Süddeutsche Zeitung, 2.10.2000

Eher Feind als guter Nachbar

Die arabische Welt zweifelt am ernsthaften Willen Israels zum Ausgleich mit den Palästinensern

Von Heiko Flottau

Die Friedenspartner führen Krieg. Es ist der zweite palästinensisch-israelische Krieg, seit 1991 auf der Konferenz von Madrid die Suche nach einer friedlichen Lösung für ein Problem begann, das der israelische Ministerpräsident Ehud Barak stets einen "Jahrhundertkonflikt nennt. Im Herbst 1996 gab es einen Drei-Tage-Krieg zwischen den Feinden, die nach Frieden suchen. Gegen die ausdrückliche Empfehlung seiner Sicherheitsexperten hatte der damalige israelische Premier Benjamin Netanjahu einen historischen Tunnel öffnen lassen, der im Ostteil Jerusalems vom Platz an der Klagemauer in der Nähe des Tempelberges an die Via Dolorosa führt. Die Palästinenser sahen darin eine einseitige Veränderung im Status Ost-Jerusalems. In Gaza und im Westjordanland schossen erstmals die Polizei des Palästinenserpräsidenten Jassir Arafat und israelisches Militär aufeinander.
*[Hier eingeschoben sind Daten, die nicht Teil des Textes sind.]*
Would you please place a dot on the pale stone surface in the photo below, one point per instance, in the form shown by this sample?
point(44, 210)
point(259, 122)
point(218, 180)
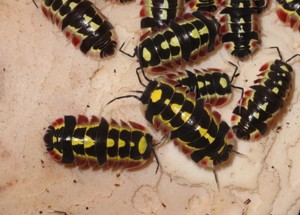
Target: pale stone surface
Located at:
point(42, 77)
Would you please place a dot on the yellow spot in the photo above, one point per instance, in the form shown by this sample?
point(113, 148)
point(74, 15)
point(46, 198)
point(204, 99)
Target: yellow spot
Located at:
point(194, 34)
point(156, 95)
point(110, 143)
point(242, 21)
point(203, 31)
point(275, 90)
point(72, 5)
point(200, 84)
point(164, 45)
point(175, 108)
point(284, 68)
point(202, 131)
point(185, 116)
point(223, 82)
point(264, 106)
point(94, 25)
point(256, 115)
point(121, 143)
point(142, 145)
point(174, 42)
point(209, 138)
point(146, 54)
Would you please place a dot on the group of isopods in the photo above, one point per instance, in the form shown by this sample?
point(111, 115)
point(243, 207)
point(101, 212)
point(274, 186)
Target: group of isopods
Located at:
point(179, 104)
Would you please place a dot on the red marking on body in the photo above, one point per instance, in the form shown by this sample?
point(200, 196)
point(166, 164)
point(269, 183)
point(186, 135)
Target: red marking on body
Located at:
point(223, 19)
point(165, 130)
point(114, 123)
point(59, 121)
point(51, 16)
point(176, 142)
point(192, 4)
point(248, 93)
point(157, 124)
point(217, 42)
point(244, 102)
point(134, 164)
point(137, 126)
point(254, 44)
point(217, 116)
point(228, 46)
point(67, 34)
point(183, 89)
point(203, 163)
point(92, 162)
point(81, 162)
point(256, 136)
point(178, 62)
point(202, 53)
point(282, 15)
point(230, 135)
point(213, 101)
point(187, 16)
point(221, 101)
point(186, 150)
point(264, 67)
point(212, 70)
point(82, 120)
point(293, 21)
point(233, 118)
point(45, 11)
point(144, 35)
point(223, 29)
point(207, 106)
point(143, 12)
point(158, 69)
point(124, 124)
point(75, 41)
point(55, 156)
point(94, 119)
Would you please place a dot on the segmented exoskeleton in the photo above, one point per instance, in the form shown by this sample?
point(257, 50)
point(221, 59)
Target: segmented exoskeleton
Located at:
point(260, 105)
point(289, 12)
point(158, 13)
point(185, 40)
point(239, 27)
point(211, 84)
point(205, 5)
point(83, 24)
point(189, 122)
point(95, 142)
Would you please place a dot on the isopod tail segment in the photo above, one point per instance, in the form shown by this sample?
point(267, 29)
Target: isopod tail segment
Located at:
point(189, 122)
point(180, 42)
point(289, 12)
point(96, 143)
point(264, 100)
point(83, 24)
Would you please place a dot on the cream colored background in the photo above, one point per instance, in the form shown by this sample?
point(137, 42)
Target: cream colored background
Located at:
point(42, 77)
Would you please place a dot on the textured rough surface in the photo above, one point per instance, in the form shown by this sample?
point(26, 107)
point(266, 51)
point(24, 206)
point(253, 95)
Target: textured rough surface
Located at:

Diesmal ist ein "Kampf um Jerusalem" entbrannt, wie es ein Anhänger Arafats formulierte. Ausgelöst hat diesen Kampf ein Mann, in dem die Araber einen notorischen Kriegstreiber sehen - Ariel Scharon. Seine Visite auf dem Platz vor Felsendom und Al-Aksa-Moschee am Donnerstag betrachteten die Palästinenser als ultimative Provokation. Der heutige Chef der rechtsgerichteten Likud-Partei ist für die israelische Invasion im Libanon von 1982 verantwortlich. Seine Truppen, die bis nach Beirut vordrangen, schauten zu, als christliche Milizen in den Flüchtlingslagern von Sabra und Schatila rund 800 Palästinenser töteten. Vor Felsendom und Al-Aksa-Moschee erklärte Sharon nun, Israel wolle mit den Palästinensern in Frieden leben. Die aber fassten seine Worte als Kriegserklärung auf.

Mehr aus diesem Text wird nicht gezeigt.